De seguir por estos derroteros, nos comerá la deuda pública y no porque se gaste mucho por parte del estado, se gasta fundamentalmente mal, pero con todo y con éso, el problema no es lo que sale, sino lo que no entra, lo que no entra en las arcas del estado, porque la persona desempleada no paga IRPF y porque la persona empleada cobra en dinero negro... y tampoco. Porque el desempleado no cotiza a la caja de la seguridad social y la persona empleada en la economía sumergida y la persona que le emplea tampoco.
El profesor, nos dice que falta financiación y reflexiona una vez más sobre el escándalo del rescate a la banca, poniendo al descubierto algo que se oculta por parte del gobierno y los poderes financieros y es que no sólo las cajas, sino también los bancos tienen sus vergüenzas financieras, cubiertas por una manta de la que no se quiere tirar y a cuyos bancos se les servirá en bandeja una vez saneado con nuestros impuestos el mercado que ocupaban las cajas para que recobren su equilibrio patrimonial.
Falta también según el profesor demanda, es decir, salarios dignos que permitan a la gente pueda comprar bienes y servicios. pone Torres López el dedo en la llaga de las políticas neoliberales y sus grandes mentiras:
Argumentar que lo que hace falta para crear empleo es más flexibilidad y costes laborales más reducidos es una falsedad que solo sirve para que las grandes empresas que dominan el mercado sea como sea (porque son multinacionales que operan en muchos países u otras que tienen demanda cautiva) tengan beneficios extraordinarios.
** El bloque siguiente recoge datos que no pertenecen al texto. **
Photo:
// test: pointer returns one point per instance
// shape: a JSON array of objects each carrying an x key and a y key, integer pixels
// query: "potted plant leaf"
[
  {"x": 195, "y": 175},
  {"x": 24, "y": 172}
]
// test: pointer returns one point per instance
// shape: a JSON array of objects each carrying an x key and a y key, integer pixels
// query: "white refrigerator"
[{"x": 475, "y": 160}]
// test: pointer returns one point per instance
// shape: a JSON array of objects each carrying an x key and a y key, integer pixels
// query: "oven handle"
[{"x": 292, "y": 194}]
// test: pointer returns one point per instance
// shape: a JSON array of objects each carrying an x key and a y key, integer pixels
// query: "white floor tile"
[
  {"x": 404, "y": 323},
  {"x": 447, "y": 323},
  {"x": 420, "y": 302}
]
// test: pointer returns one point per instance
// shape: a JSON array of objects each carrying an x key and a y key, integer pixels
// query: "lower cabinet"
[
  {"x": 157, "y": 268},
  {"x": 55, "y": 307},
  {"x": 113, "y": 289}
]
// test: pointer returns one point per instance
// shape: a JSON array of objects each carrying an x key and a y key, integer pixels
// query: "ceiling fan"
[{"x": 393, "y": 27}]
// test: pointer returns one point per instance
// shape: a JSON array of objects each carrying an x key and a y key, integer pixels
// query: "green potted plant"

Denles ustedes clientes y ventas elevadas a las empresas y comprobarán que contratarán empleo sin problemas de flexibilidad alguno.
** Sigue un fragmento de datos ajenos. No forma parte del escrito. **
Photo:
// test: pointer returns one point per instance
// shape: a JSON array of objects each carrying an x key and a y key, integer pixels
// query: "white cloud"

Hace falta también otro modo de producir y otro modo de consumir
Hace falta disponer de uno o varios sectores de actividad que actúen como motor de la economía en su conjunto y que tengan gran capacidad de multiplicar el empleo e ingresos a su alrededor, algo para lo que no sirve cualquier tipo de actividad.
Hace falta otra política y un Gobierno veraz y creíble en quien confíe la gente y también otros partidos políticos, no tan serviles con los poderes económicos y otras instituciones, desde las judiciales hasta la Jefatura del Estado y en este apartado, aunque el profesor, no nos señale en esta ocasión, vaya por delante nuestra autocrítica. También se necesitan otros modos y tal vez, otros modelos sindicales.
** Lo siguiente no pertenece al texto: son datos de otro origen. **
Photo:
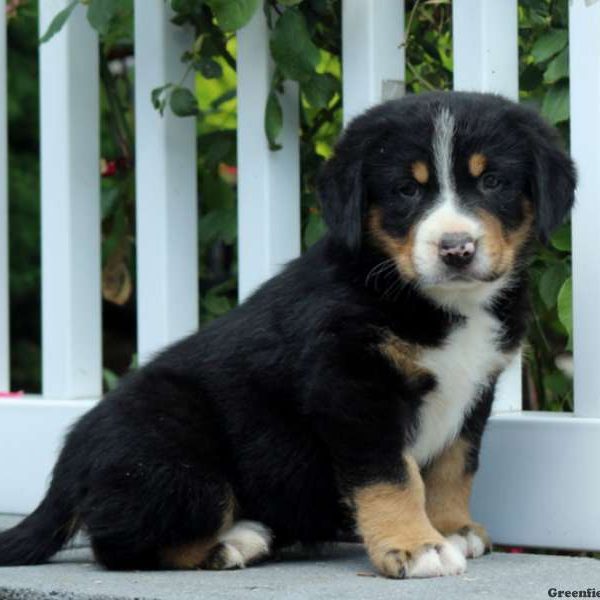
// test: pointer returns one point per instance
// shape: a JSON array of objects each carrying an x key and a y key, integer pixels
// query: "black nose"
[{"x": 457, "y": 249}]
Sobre sindicatos y sindicalismo, sobra mucha demagogia y falta mucho debate
Y finalmente, es necesario tener capacidad de maniobra para poner en marcha las medidas que resuelvan todo lo anterior. Capacidad que España no tiene porque está ubicada y subordinada a la unión monetaria Europea y Europa tampoco tiene porque está diseñada dicha unión monetaria, precisamente de tal manera, que ni los gobiernos ni los pueblos puedan servirse de ella.
Y a modo de CONCLUSIÓN.
Sin libertad y sin disponer de soberanía es imposible que nadie salga adelante. Y lo que supone una paradoja bien significativa es aquellos que tienen constantemente en su boca discursos patriotas y grandilocuentes menciones a la Patria la hayan convertido en una vulgar esclava de los poderes financieros más antipatriotas y corruptos.
El gobierno y su partido, los banqueros y los dirigentes de la patronal podrán decir lo que quieran pero mientras no se pongan en marcha reformas de regeneración económica y política que resuelvan estas cinco carencias será imposible que se vuelva a generar empleo suficiente y de calidad en España.